Let’s look at the other side of the coin:
- “Chromatic Abberation” – where the lens breaks up the light like a prism
- More expensive than reflectors at mid and large sizes.
- Requires occasional maintenance/collimation for ideal viewing
- “Secondary Shadow” from secondary mirror will cause some loss in the light gathering
Chromatic Abberation can be annoying when viewing bright objects (the Moon, Jupiter, Venus, etc) as it results in what is known as a “violet fringe” around the object. This can be filtered out, and it doesn’t show up much on dim objects (light galaxies, nebulea, etc.) . But it can be frustrating to some novice viewers. More critical to refractors is the expense of making medium and large-sized models. We already covered why in the advantages section.
Reflectors on the other hand have the problem with collimation. Most large reflectors are probably going to need collimation if they’ve been moved around a lot. They will still work if they aren’t precisely collimated, but the images will appear streaky. Collimation can be a bit tricky to master and so can frustrate novice astronomers.
The secondary issue is bit of a misnomer. What it essentially says is that any reflector telescope is not going to gather as much light as its full surface area as a portion of it will always be in the shadow of the secondary mirror. This is mostly just a nuisance as if one needs more light gathering power one simply makes a larger primary mirror., but then weight does become an issue.
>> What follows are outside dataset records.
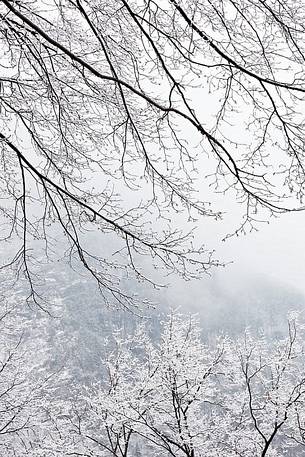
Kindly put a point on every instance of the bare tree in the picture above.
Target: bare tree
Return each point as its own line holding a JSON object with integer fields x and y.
{"x": 22, "y": 380}
{"x": 179, "y": 397}
{"x": 103, "y": 126}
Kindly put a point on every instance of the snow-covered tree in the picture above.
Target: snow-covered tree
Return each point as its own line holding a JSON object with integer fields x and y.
{"x": 181, "y": 397}
{"x": 114, "y": 114}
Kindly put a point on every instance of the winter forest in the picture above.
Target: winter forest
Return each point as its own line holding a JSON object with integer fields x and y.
{"x": 152, "y": 183}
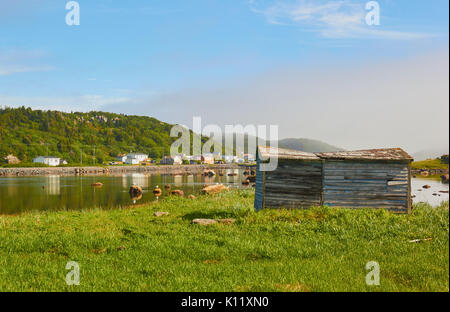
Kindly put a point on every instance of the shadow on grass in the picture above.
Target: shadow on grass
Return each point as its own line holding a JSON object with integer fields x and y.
{"x": 218, "y": 214}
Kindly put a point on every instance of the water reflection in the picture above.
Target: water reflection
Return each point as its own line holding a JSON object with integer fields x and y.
{"x": 434, "y": 195}
{"x": 19, "y": 194}
{"x": 77, "y": 193}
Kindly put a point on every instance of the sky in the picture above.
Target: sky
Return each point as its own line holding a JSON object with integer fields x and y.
{"x": 314, "y": 68}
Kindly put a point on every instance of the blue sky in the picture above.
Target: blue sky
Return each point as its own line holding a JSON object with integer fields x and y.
{"x": 159, "y": 58}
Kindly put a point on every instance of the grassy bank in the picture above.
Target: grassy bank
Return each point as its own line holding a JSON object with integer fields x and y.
{"x": 321, "y": 249}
So to answer the question of ‘which is better’, there really isn’t much of a straight answer – at small sizes (for beginners) there is little reason to not get a refractor. But once the sizes get larger the reflector very quickly becomes much more economical. These rules are in no way ‘hard and fast’ as there are many exceptions to them. But as an overall guide they can give you an idea of what design to look at.